Resumen

Species delimitation in groups where taxonomy has been intensively disputed may be clarified by integrating different sources of evidence such as genetics and various dimensions of the phenotype, and by sampling thoroughly across populations. An avian group whose limits are unresolved is the Chlorospingus flavopectus complex, with 28 subspecies inhabiting disjunct cloud forests from Mexico to Argentina. Species limits in the complex are more clear in Mesoamerica, but most populations occur in South America, where phenotypic variation has not been thoroughly analyzed and many subspecies were omitted in previous phylogenetic studies, which found the complex is paraphyletic. Hence, we reconstructed phylogenetic relationships of the whole complex, and focused on Andean C. flavopectus populations and C. semifuscus, one of the species nested within the group, to assess population genetic structure jointly with quantitative analyses of morphometric and vocal variation to test alternative hypotheses of species limits.
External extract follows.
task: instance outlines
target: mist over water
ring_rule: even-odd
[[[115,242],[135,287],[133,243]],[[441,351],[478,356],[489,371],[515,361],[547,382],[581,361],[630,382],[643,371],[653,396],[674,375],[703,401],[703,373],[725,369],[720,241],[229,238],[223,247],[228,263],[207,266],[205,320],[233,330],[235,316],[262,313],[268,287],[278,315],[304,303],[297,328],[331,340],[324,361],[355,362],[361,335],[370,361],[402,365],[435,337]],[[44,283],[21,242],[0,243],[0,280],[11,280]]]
We found deep phylogenetic relationships in the complex are not resolved, but subspecies form highly supported groups that have unique haplotypes. Variation in morphometrics was mainly restricted to body mass and beak, with one subspecies group being smaller in these traits. Vocally, we found differences in spectral and structural aspects that coincide at a finer scale with phylogenetic groups and follow a leapfrog pattern of geopgraphic variation, in which populations from the Northern and Southern Andes are vocally similar yet distinct from populations of the Central Andes. Variation revealing statistical support for distinct phenotypic groups in regional sympatry suggested that more than one species in the complex exists in South America, but our results did not support species limits implied by current taxonomy or alternative treatments. We propose a preliminary classification that recognizes three species of the complex in South America and better reflects patterns of phenotypic variation and genetic structure among populations. Our results highlight the need of additional studies reassessing species limits of Neotropical organisms, a region where biodiversity remains underestimated.